I additionally was drawn to this statement," In Books and Religion, writer Mary Zeman, an artist and educator interested int he spiritual growth of children, comments that [dePaola's] voice is that of a receptive man,whose approach to his work betrays what Thomas Merton once described as the willingness of saints 'to answer the secret voice of God calling--to take a risk and venture by faith outside the reassuring and protective limits of our five senses.'" This makes me think of worship, how we do it, see it, experience it, etc. I understand and embrace that the visual is just one component.

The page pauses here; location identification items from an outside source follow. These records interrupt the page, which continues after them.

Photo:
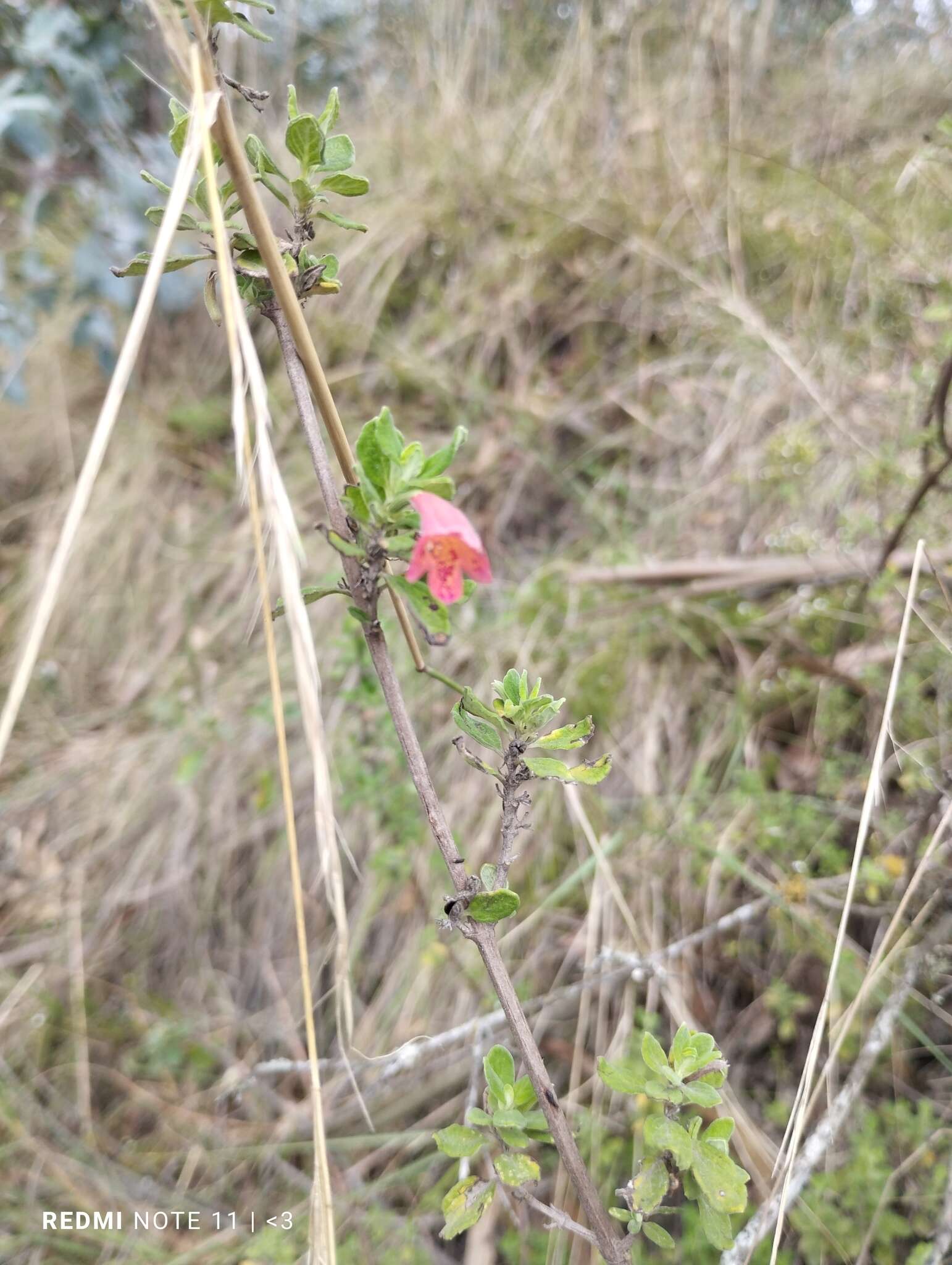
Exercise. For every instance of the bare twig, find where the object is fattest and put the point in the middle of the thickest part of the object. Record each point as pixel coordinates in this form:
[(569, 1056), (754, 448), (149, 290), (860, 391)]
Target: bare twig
[(482, 935), (557, 1219), (611, 965), (515, 800), (829, 1128)]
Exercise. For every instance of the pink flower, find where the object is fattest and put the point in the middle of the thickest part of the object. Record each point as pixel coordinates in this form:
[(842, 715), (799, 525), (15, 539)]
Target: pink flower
[(448, 547)]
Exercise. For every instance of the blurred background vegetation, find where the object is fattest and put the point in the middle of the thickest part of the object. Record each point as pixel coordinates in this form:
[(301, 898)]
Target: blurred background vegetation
[(682, 267)]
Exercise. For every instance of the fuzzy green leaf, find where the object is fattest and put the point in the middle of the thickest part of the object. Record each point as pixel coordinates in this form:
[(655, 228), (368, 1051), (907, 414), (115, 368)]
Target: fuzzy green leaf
[(339, 154), (138, 266), (499, 1062), (330, 113), (468, 1207), (622, 1078), (439, 461), (516, 1169), (658, 1235), (458, 1141), (721, 1180), (348, 187), (650, 1187), (525, 1096), (592, 772), (480, 730), (667, 1135), (341, 222), (716, 1226), (305, 141), (702, 1095), (432, 614), (493, 906), (568, 738)]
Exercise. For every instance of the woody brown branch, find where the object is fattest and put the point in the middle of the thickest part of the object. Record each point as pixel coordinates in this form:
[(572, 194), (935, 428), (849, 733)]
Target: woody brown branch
[(482, 935)]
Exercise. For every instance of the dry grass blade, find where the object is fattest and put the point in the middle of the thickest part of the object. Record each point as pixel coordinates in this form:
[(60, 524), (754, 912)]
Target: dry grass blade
[(105, 423), (873, 789), (280, 518)]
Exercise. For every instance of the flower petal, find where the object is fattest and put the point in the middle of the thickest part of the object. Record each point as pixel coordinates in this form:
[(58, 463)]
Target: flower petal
[(419, 561), (438, 518), (445, 581)]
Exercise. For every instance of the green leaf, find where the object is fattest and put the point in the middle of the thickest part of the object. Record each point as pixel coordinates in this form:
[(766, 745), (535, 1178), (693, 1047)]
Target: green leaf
[(493, 906), (667, 1135), (702, 1095), (456, 1196), (650, 1187), (374, 462), (261, 159), (339, 154), (349, 548), (622, 1078), (478, 708), (663, 1092), (180, 127), (138, 266), (568, 738), (716, 1226), (159, 183), (357, 504), (440, 486), (515, 1138), (304, 193), (348, 187), (341, 222), (458, 1141), (330, 113), (399, 545), (309, 594), (516, 1169), (721, 1180), (439, 461), (509, 1117), (720, 1130), (499, 1062), (186, 222), (592, 772), (212, 301), (272, 189), (390, 439), (244, 24), (682, 1044), (481, 730), (525, 1095), (305, 141), (432, 614), (467, 1207), (511, 686), (658, 1235), (546, 767)]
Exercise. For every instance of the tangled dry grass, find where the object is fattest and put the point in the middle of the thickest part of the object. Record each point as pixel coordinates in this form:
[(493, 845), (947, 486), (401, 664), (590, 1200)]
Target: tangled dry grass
[(670, 270)]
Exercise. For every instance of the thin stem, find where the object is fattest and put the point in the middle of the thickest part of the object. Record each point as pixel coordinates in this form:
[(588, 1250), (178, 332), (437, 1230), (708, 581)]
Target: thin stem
[(557, 1217), (514, 801), (444, 679), (482, 935)]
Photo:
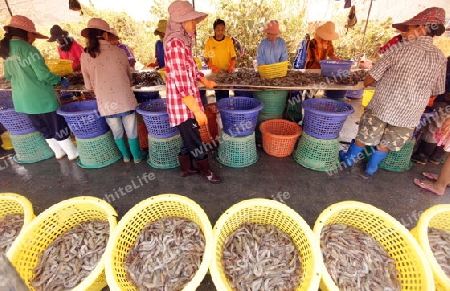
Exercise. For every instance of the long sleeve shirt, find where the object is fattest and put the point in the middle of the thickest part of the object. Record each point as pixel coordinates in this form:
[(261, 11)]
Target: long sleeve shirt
[(182, 75), (31, 80), (271, 52)]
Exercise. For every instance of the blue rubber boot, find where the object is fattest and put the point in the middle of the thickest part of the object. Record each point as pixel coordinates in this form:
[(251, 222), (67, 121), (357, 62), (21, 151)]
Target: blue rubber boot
[(375, 158), (351, 155)]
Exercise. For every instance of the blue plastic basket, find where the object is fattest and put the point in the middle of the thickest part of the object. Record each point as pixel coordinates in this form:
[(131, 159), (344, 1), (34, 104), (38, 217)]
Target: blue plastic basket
[(239, 115), (83, 119), (156, 118), (14, 122), (324, 118), (335, 68)]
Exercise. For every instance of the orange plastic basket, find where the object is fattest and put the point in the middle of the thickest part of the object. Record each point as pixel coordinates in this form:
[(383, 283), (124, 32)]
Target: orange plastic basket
[(276, 70), (279, 137)]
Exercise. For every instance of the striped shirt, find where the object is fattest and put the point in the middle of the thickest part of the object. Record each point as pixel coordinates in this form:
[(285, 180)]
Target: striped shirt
[(407, 76), (182, 75)]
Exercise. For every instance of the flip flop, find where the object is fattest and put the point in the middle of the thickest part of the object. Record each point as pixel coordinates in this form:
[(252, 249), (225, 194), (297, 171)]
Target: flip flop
[(422, 184)]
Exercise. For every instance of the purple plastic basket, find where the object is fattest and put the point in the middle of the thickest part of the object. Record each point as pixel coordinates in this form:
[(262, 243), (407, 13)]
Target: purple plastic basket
[(239, 115), (14, 122), (83, 119), (156, 118), (324, 118)]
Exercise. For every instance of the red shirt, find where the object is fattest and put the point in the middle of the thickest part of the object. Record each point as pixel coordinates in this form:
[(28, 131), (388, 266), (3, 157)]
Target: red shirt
[(182, 75), (73, 54)]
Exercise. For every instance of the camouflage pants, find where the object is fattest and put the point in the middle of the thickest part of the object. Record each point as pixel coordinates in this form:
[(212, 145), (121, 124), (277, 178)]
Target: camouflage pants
[(373, 131)]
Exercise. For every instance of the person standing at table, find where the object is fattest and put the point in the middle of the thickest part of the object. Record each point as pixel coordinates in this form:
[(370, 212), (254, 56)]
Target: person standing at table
[(106, 70), (184, 105), (406, 78), (220, 54), (32, 85)]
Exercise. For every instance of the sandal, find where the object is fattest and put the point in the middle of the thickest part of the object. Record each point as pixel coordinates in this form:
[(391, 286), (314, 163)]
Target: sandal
[(423, 184)]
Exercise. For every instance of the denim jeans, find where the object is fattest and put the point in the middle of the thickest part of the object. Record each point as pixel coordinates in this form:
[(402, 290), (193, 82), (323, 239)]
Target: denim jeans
[(117, 124)]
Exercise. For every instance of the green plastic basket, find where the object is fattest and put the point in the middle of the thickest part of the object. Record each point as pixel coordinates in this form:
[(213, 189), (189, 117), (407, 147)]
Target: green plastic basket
[(237, 152), (163, 152), (317, 154), (97, 152), (30, 148), (274, 101)]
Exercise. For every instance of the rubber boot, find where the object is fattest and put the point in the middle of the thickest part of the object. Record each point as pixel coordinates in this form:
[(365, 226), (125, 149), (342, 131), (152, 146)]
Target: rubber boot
[(375, 158), (122, 145), (351, 155), (56, 148), (136, 152), (186, 166), (205, 171), (70, 149)]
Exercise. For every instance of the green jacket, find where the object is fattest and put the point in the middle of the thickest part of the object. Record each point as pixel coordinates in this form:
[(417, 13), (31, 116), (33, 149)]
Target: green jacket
[(31, 80)]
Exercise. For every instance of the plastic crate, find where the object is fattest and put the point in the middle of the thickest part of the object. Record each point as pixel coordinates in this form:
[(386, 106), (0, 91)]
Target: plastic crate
[(324, 118), (237, 151), (83, 119), (156, 118), (97, 152), (317, 154), (279, 137), (239, 115), (163, 152), (438, 217), (131, 225), (30, 148), (276, 70), (37, 236), (268, 212), (410, 261)]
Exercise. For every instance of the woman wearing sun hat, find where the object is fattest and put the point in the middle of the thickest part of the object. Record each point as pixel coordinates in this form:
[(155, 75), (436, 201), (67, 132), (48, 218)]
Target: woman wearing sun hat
[(272, 49), (106, 70), (183, 98), (321, 46), (32, 85)]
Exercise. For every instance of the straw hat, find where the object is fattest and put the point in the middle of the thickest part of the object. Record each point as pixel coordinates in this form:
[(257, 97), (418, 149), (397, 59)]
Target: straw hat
[(24, 23), (181, 11), (97, 23), (162, 25), (272, 27), (327, 31), (432, 15)]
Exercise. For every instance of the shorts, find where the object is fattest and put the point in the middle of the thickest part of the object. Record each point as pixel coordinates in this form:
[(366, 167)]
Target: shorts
[(373, 131)]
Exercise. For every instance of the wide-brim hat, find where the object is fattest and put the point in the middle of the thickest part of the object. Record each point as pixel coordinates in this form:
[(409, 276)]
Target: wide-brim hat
[(97, 23), (181, 11), (327, 31), (24, 23), (162, 26), (56, 32), (272, 27), (432, 15)]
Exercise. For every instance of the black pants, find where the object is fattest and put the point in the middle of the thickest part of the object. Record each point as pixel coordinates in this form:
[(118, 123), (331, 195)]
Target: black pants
[(51, 125), (192, 142)]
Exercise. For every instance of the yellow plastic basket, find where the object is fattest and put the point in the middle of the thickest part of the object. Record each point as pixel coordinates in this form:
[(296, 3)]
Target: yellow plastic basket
[(131, 225), (438, 217), (268, 212), (59, 67), (47, 226), (412, 266), (276, 70)]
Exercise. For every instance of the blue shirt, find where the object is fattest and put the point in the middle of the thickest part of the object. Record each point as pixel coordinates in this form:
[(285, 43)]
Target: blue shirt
[(271, 52)]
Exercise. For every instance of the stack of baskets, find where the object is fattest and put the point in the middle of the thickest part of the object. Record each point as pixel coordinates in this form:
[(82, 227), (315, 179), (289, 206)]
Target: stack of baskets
[(319, 145), (29, 144), (239, 116), (95, 142), (164, 141)]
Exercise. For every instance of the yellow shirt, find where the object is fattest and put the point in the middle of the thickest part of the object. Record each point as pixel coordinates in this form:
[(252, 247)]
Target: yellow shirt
[(220, 52)]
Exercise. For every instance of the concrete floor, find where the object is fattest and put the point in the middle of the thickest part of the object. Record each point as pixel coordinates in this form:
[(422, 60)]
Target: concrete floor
[(50, 181)]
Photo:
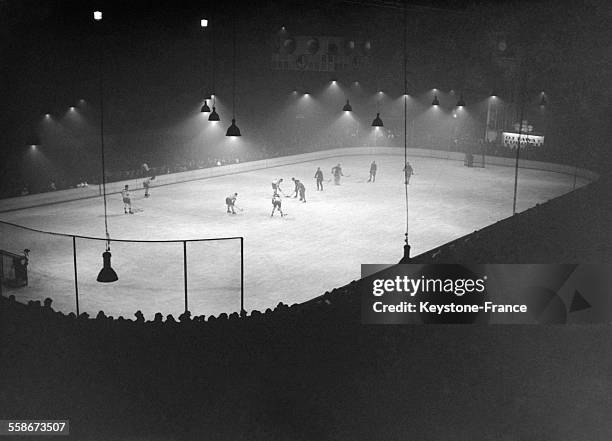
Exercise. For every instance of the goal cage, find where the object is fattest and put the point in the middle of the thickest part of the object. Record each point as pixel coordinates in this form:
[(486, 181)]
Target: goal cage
[(474, 159), (13, 269)]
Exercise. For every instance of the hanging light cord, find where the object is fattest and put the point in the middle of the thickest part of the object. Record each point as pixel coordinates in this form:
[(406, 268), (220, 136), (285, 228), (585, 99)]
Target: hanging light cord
[(102, 148), (234, 70), (405, 127), (212, 37)]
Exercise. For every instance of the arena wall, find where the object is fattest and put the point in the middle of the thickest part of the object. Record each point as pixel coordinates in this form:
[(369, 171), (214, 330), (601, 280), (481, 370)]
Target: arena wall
[(54, 197)]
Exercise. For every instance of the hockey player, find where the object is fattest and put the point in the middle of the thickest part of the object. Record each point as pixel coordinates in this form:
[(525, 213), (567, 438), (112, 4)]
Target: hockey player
[(146, 184), (276, 186), (337, 172), (127, 200), (276, 204), (230, 201), (373, 168), (319, 178), (408, 171), (296, 190)]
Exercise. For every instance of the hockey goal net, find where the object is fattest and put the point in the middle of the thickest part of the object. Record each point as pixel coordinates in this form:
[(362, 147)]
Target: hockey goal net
[(13, 269)]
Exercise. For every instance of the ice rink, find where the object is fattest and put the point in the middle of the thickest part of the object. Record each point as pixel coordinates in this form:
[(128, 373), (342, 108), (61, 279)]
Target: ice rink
[(318, 246)]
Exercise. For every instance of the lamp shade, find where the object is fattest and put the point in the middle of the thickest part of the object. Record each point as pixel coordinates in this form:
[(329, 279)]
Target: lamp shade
[(107, 274), (377, 121), (233, 130), (214, 116)]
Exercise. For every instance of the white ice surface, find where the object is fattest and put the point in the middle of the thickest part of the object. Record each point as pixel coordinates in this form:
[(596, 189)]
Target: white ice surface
[(318, 246)]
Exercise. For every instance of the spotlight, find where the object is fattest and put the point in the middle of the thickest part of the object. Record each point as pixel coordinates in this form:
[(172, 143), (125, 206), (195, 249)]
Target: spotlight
[(377, 121), (107, 274), (233, 130), (214, 116)]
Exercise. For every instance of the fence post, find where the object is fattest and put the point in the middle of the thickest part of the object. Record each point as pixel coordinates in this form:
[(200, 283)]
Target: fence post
[(76, 282), (241, 275), (185, 271)]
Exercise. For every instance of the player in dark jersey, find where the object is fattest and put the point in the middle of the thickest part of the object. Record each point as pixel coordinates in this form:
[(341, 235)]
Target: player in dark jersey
[(302, 191), (408, 172), (319, 178), (230, 201), (276, 186), (146, 184), (276, 204), (296, 190), (373, 168), (127, 200), (337, 172)]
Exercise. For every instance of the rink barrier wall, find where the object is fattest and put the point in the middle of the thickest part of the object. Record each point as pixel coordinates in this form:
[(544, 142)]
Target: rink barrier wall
[(72, 194)]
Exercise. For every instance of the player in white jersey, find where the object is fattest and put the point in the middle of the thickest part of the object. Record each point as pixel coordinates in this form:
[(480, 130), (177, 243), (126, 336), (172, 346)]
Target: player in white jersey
[(127, 200)]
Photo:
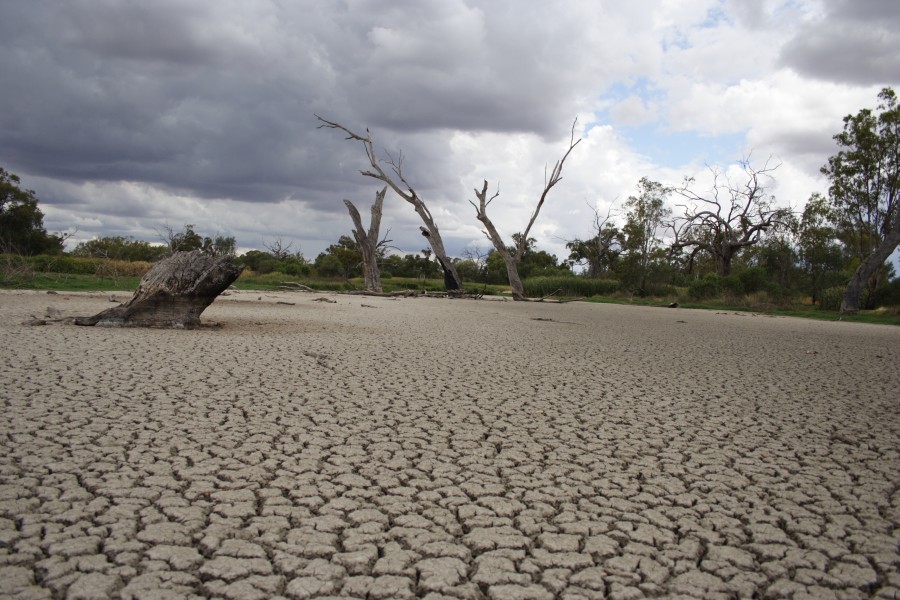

To make the reader aware of how symbols are important to this artist's work the author explains the possibly puzzling image of Mary, the mother of Jesus on one of dePaola's book jackets who is holding an apple. Of course this fruit is more typically associated with Eve in the Old Testament. Here it is appropriate as a symbol for the virgin Mary because it was her son who took away the curse of sin. The artist didn't originate this symbol as the apple was used this way in medieval paintings. But it is exciting to know that dePaola applies his knowledge of the past to encourage us to make visual connections today. Learning how dePaola is drawn to the history and use of religious symbols helps me to further understand why I have felt a connection and admiration to his work. I certainly don't have the artistic credibility of dePaola but I'd like to think that we put similar thought and credibility into the how and why we use symbols in our work at Carrot Top Studio.